Pancreas cancer
Pancreas cancer
The incidence of pancreatic cancer has been estimated at 10 cases per 100,000 population, the average age of clinical presentation is 69 years, with a slight preponderance in males (ratio 1.2-1.5 to 1 for females ).
Overall survival at 1 year of diagnosis is made very low (12%) and even survival at 5 years (0,4-4%), the lowest of all cancers.
Early symptoms of pancreatic cancer are usually nonspecific and are therefore often ignored by the patient and physician. Among these early nonspecific symptoms include: bloating, malaise, diarrhea, vomiting and constipation.
As the disease progresses and is already at an advanced stage the patient presents to the doctor with a painless jaundice and a history of weight loss.
The prevalence of symptoms varies according to location (head, body or tail of the pancreas) and size of the tumor growing within the pancreatic mass.

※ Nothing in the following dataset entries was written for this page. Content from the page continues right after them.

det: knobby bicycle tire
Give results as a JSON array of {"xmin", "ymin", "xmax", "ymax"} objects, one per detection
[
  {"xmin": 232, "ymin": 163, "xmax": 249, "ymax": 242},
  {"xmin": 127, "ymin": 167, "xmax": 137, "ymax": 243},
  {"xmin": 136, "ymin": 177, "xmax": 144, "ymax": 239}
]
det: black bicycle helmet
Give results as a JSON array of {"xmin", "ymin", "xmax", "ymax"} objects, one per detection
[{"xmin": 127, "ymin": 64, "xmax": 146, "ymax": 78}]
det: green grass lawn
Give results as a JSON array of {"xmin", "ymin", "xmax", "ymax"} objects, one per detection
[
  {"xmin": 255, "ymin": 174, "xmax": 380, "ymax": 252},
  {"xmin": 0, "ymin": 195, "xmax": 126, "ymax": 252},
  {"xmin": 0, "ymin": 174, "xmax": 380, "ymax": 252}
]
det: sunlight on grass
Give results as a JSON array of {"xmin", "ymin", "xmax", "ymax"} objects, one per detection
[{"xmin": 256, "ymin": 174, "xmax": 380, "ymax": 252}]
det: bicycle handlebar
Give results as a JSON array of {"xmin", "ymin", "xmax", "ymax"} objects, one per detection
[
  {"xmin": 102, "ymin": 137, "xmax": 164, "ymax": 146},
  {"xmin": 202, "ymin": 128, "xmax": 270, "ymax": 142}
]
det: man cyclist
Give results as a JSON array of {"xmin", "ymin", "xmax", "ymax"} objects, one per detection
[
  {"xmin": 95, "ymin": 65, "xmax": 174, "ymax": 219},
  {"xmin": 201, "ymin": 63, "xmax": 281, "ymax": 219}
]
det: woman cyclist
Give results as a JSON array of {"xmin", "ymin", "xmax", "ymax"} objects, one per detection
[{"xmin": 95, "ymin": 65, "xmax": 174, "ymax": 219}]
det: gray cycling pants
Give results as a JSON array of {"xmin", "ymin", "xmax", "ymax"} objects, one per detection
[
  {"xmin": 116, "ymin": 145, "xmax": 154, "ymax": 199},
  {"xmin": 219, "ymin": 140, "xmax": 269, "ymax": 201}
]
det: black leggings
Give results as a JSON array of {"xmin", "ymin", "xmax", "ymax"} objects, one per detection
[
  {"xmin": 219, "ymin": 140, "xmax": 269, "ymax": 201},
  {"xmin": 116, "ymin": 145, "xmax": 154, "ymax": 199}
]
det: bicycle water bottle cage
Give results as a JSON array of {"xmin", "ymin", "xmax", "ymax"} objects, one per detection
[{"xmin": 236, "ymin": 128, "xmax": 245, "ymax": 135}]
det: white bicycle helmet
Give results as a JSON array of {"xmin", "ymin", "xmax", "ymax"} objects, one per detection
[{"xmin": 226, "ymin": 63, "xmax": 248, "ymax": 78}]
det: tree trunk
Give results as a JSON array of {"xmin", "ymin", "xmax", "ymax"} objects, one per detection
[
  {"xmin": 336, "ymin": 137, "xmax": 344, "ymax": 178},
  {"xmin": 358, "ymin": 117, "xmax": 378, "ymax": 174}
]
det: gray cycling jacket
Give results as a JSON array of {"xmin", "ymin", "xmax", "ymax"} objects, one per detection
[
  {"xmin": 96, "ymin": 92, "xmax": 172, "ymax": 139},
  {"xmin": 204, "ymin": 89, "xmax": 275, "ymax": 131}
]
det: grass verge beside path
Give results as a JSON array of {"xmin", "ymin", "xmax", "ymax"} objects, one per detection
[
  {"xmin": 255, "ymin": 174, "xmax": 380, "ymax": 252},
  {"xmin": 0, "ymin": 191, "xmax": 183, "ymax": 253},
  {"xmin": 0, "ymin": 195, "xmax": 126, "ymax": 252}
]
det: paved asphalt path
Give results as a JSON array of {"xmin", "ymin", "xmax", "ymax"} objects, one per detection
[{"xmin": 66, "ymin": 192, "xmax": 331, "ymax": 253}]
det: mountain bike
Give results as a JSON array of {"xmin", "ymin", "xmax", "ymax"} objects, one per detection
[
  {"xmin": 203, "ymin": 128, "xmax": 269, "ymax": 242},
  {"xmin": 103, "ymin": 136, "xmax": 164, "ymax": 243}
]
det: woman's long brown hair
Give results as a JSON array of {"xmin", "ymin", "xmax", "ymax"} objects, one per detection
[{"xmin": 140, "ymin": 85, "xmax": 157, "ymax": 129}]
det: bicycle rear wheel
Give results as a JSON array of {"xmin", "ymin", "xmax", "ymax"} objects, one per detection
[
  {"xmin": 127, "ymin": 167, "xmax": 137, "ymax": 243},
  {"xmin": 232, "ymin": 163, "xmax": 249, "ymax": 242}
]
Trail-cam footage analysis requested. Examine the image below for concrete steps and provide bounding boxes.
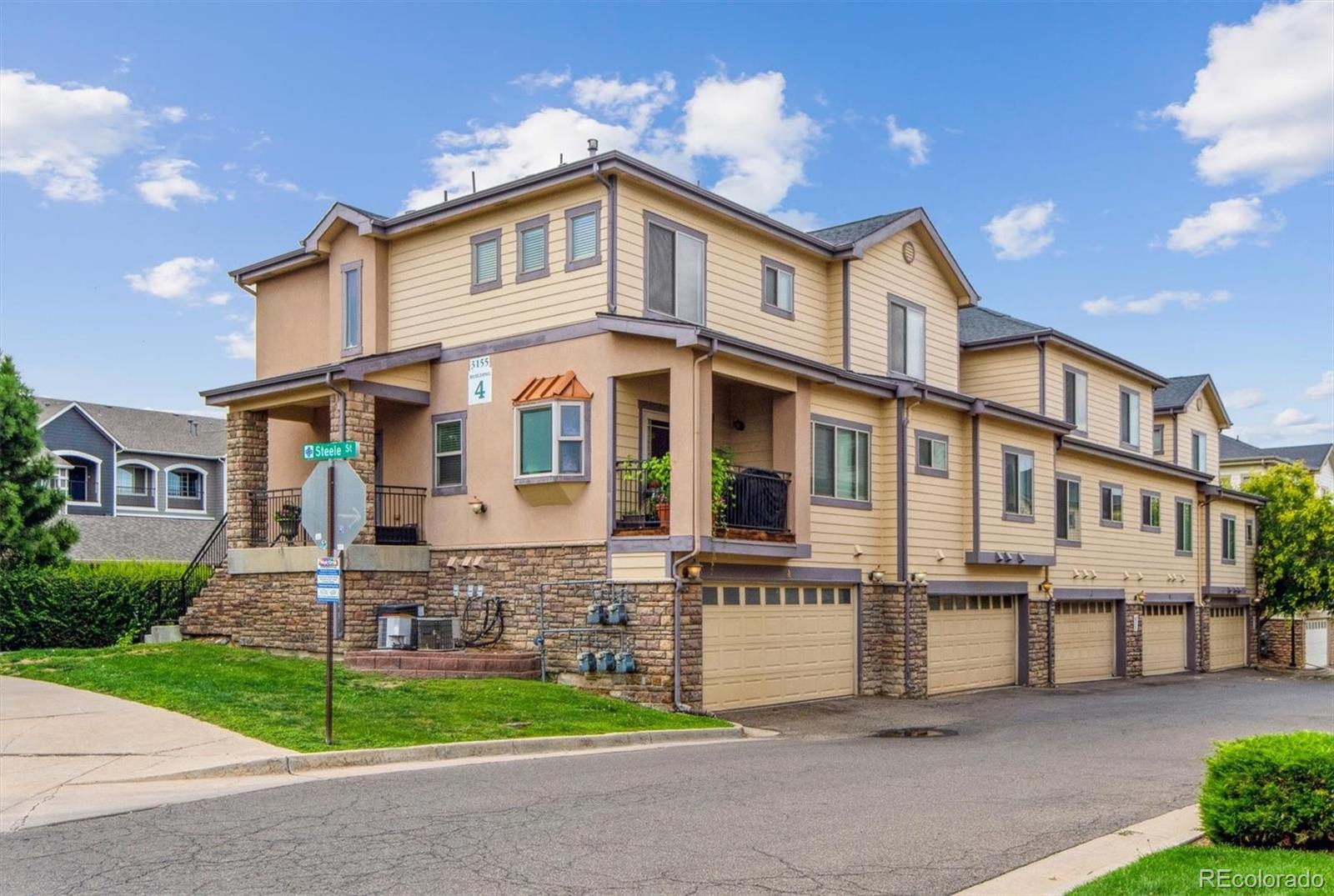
[343,651,542,678]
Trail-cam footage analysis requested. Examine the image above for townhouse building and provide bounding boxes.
[184,152,1256,709]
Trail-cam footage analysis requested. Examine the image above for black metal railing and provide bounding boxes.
[251,485,427,548]
[116,485,158,507]
[612,460,792,533]
[614,460,669,532]
[375,485,425,544]
[714,467,792,532]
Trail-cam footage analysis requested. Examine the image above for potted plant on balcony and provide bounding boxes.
[639,453,671,529]
[273,504,302,544]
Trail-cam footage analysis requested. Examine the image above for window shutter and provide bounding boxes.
[569,212,598,262]
[519,227,547,273]
[649,224,676,315]
[472,240,499,283]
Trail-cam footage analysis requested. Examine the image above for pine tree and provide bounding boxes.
[0,355,78,569]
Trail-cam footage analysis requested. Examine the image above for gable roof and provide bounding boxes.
[1218,436,1334,469]
[36,398,227,458]
[959,307,1167,385]
[810,208,918,245]
[228,151,978,304]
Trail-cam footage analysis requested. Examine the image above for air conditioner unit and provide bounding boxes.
[414,616,460,651]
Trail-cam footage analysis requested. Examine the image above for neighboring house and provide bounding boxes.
[36,398,227,561]
[185,146,1262,709]
[1221,436,1334,494]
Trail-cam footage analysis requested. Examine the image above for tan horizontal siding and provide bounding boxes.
[389,184,607,348]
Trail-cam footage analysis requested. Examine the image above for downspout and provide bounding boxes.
[669,336,718,712]
[592,162,616,315]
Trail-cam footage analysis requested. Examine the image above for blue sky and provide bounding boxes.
[0,3,1334,444]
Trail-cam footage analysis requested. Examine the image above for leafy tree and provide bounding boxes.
[1242,463,1334,621]
[0,355,78,569]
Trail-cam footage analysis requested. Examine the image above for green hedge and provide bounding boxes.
[0,560,212,651]
[1199,731,1334,849]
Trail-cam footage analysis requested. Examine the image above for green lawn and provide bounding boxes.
[1070,844,1334,896]
[0,641,727,752]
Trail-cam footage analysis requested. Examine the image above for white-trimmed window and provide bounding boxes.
[811,423,871,503]
[343,262,362,353]
[890,296,925,380]
[1056,476,1081,547]
[760,258,796,318]
[514,402,589,480]
[1065,367,1089,432]
[431,411,467,498]
[644,212,707,324]
[1000,448,1034,523]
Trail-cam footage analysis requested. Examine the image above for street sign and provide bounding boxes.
[302,442,358,460]
[302,461,365,551]
[469,355,491,404]
[315,558,343,604]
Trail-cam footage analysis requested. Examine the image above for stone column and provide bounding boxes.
[329,388,375,544]
[227,411,268,548]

When the presence of jaundice is associated with a tumor that sits in the body or tail of the pancreas invariably coincides with a clinical presentation very late, which makes the chances of being able to remove the tumor are minimal due to the almost certain existence metastases in the liver and regional lymph nodes.
Surgical removal of the tumor and the organ that sits (whether partial or total) is the treatment that offers the greatest chance of cure, although more than 80% of patients present the physician in an evolutionary phase in which the cancerous disease is already well advanced or unresectable, which explains the very low percentage of cases in which it is possible to remove the tumor, ie the tumor is “unresectable” and, consequently, the disappointing survival rates of this malignancy.